Lack of Toll-like receptor 4 or myeloid differentiation factor 88 reduces atherosclerosis and alters plaque phenotype in mice deficient in apolipoprotein E.
Proceedings of the National Academy of Sciences of the United States of America 2004 Jul 20; 101(29):10679-84
Michelsen K KS, Wong M MH, Shah P PK, Zhang W W, Yano J J, Doherty T TM, Akira S S, Rajavashisth T TB, Arditi M M
Division of Pediatric Infectious Diseases, Atherosclerosis Research Center, Burns and Allen Research Institute, Cedars-Sinai Medical Center and David Geffen School of Medicine, University of California, Los Angeles, CA 90048, USA.

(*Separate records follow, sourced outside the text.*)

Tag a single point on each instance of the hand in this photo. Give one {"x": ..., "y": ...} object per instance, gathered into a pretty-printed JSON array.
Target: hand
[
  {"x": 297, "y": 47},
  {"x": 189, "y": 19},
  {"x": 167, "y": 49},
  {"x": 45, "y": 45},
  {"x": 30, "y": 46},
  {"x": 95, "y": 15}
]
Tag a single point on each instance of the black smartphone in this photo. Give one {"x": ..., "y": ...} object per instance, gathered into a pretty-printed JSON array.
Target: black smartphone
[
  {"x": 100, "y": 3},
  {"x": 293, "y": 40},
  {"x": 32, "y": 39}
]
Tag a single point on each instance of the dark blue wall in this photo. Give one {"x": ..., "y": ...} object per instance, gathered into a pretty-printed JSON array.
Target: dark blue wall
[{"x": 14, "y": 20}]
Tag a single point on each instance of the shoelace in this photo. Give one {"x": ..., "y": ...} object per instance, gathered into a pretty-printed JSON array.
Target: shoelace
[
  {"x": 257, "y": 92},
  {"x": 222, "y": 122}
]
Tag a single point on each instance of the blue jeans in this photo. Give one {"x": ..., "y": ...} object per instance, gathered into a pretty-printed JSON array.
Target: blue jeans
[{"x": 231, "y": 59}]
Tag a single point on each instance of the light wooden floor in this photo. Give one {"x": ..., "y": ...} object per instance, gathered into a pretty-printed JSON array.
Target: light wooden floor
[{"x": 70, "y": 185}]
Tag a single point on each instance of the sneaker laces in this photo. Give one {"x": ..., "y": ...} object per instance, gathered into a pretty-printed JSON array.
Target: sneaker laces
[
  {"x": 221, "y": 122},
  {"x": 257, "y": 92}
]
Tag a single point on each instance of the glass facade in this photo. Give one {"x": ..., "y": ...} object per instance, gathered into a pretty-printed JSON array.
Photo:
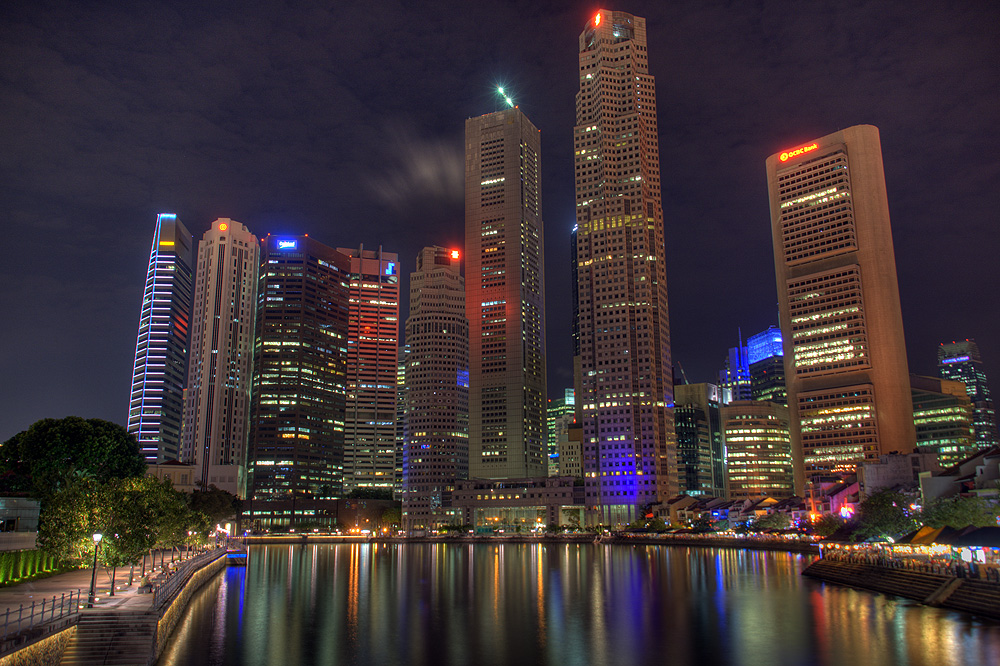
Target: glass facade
[{"x": 156, "y": 402}]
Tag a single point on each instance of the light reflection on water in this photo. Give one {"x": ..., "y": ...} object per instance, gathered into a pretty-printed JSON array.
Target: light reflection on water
[{"x": 572, "y": 605}]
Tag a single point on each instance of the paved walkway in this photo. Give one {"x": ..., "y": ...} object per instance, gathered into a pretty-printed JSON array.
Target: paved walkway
[{"x": 12, "y": 596}]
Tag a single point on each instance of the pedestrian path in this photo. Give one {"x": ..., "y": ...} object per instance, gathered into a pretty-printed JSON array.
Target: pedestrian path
[{"x": 14, "y": 596}]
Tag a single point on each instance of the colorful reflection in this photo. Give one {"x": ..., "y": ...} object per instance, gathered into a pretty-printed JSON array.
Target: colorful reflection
[{"x": 572, "y": 605}]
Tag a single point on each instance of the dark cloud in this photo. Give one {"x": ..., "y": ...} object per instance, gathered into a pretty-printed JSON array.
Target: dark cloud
[{"x": 345, "y": 120}]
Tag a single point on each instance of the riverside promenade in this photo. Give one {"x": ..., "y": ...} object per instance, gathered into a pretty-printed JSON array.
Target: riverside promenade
[{"x": 45, "y": 622}]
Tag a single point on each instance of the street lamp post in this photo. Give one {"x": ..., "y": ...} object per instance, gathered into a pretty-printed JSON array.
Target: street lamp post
[{"x": 93, "y": 576}]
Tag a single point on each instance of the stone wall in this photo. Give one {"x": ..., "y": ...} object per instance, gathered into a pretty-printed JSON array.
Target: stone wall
[
  {"x": 937, "y": 589},
  {"x": 46, "y": 652},
  {"x": 173, "y": 612}
]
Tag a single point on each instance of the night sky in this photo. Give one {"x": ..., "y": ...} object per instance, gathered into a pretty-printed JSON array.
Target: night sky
[{"x": 345, "y": 121}]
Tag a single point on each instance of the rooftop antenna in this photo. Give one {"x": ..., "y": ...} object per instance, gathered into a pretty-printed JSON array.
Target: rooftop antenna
[{"x": 505, "y": 97}]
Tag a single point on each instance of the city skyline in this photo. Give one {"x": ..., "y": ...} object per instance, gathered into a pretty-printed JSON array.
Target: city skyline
[{"x": 84, "y": 176}]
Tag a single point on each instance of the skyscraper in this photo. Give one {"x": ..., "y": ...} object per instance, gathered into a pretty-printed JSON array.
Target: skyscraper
[
  {"x": 943, "y": 417},
  {"x": 560, "y": 418},
  {"x": 626, "y": 397},
  {"x": 436, "y": 449},
  {"x": 962, "y": 362},
  {"x": 372, "y": 349},
  {"x": 300, "y": 354},
  {"x": 156, "y": 403},
  {"x": 758, "y": 451},
  {"x": 735, "y": 374},
  {"x": 505, "y": 291},
  {"x": 701, "y": 459},
  {"x": 767, "y": 366},
  {"x": 217, "y": 403},
  {"x": 845, "y": 356}
]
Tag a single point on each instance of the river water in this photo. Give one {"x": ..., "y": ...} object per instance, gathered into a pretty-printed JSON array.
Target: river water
[{"x": 558, "y": 604}]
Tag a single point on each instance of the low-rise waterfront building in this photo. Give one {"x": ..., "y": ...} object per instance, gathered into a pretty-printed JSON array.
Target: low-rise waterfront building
[{"x": 520, "y": 505}]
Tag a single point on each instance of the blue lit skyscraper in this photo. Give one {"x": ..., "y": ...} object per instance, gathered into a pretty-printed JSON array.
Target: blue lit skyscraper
[
  {"x": 735, "y": 374},
  {"x": 767, "y": 366},
  {"x": 156, "y": 402},
  {"x": 300, "y": 357},
  {"x": 764, "y": 345},
  {"x": 960, "y": 361}
]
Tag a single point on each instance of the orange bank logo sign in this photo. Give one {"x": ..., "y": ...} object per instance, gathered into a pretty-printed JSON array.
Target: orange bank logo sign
[{"x": 788, "y": 154}]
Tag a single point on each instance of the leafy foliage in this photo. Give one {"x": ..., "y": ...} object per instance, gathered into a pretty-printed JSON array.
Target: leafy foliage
[
  {"x": 46, "y": 456},
  {"x": 959, "y": 512},
  {"x": 773, "y": 521},
  {"x": 827, "y": 524},
  {"x": 216, "y": 505},
  {"x": 884, "y": 514}
]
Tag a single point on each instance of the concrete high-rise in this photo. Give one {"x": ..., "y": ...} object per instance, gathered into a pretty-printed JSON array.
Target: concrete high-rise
[
  {"x": 626, "y": 395},
  {"x": 943, "y": 416},
  {"x": 505, "y": 296},
  {"x": 372, "y": 351},
  {"x": 845, "y": 356},
  {"x": 765, "y": 355},
  {"x": 758, "y": 451},
  {"x": 217, "y": 402},
  {"x": 701, "y": 459},
  {"x": 960, "y": 361},
  {"x": 297, "y": 419},
  {"x": 156, "y": 403},
  {"x": 436, "y": 448}
]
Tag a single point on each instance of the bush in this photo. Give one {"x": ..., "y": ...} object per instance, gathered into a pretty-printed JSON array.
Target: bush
[{"x": 18, "y": 565}]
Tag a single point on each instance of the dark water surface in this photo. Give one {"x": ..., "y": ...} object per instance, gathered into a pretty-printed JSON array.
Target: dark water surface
[{"x": 527, "y": 604}]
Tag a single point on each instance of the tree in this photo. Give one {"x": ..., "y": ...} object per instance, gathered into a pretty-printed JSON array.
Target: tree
[
  {"x": 217, "y": 505},
  {"x": 45, "y": 457},
  {"x": 67, "y": 521},
  {"x": 827, "y": 524},
  {"x": 884, "y": 514},
  {"x": 772, "y": 521},
  {"x": 959, "y": 512}
]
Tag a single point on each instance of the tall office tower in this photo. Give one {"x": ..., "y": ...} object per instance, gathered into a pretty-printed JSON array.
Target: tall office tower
[
  {"x": 437, "y": 380},
  {"x": 961, "y": 362},
  {"x": 372, "y": 350},
  {"x": 300, "y": 353},
  {"x": 505, "y": 296},
  {"x": 627, "y": 383},
  {"x": 156, "y": 404},
  {"x": 767, "y": 366},
  {"x": 758, "y": 450},
  {"x": 735, "y": 373},
  {"x": 404, "y": 352},
  {"x": 943, "y": 415},
  {"x": 845, "y": 356},
  {"x": 217, "y": 401},
  {"x": 560, "y": 415},
  {"x": 701, "y": 459}
]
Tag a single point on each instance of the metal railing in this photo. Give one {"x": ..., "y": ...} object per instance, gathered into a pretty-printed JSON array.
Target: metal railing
[
  {"x": 16, "y": 620},
  {"x": 165, "y": 589}
]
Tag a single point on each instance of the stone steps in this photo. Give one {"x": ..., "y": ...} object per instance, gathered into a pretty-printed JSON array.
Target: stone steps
[
  {"x": 976, "y": 596},
  {"x": 916, "y": 585},
  {"x": 110, "y": 637}
]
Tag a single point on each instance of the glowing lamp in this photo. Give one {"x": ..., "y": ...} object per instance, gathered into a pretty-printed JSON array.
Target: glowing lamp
[{"x": 788, "y": 154}]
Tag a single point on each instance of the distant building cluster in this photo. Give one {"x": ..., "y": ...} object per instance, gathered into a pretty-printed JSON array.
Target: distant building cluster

Toll-like receptors (TLRs) and the downstream adaptor molecule myeloid differentiation factor 88 (MyD88) play an essential role in the innate immune responses. Here, we demonstrate that genetic deficiency of TLR4 or MyD88 is associated with a significant reduction of aortic plaque areas in atherosclerosis-prone apolipoprotein E-deficient mice, despite persistent hypercholesterolemia, implying an important role for the innate immune system in atherogenesis. Apolipoprotein E-deficient mice that also lacked TLR4 or MyD88 demonstrated reduced aortic atherosclerosis that was associated with reductions in circulating levels of proinflammatory cytokines IL-12 or monocyte chemoattractant protein 1, plaque lipid content, numbers of macrophage, and cyclooxygenase 2 immunoreactivity in their plaques. Endothelial-leukocyte adhesion in response to minimally modified low-density lipoprotein was reduced in aortic endothelial cells derived from MyD88-deficient mice. Taken together, our results suggest an important role for TLR4 and MyD88 signaling in atherosclerosis in a hypercholesterolemic mouse model, providing a pathophysiologic link between innate immunity, inflammation, and atherogenesis.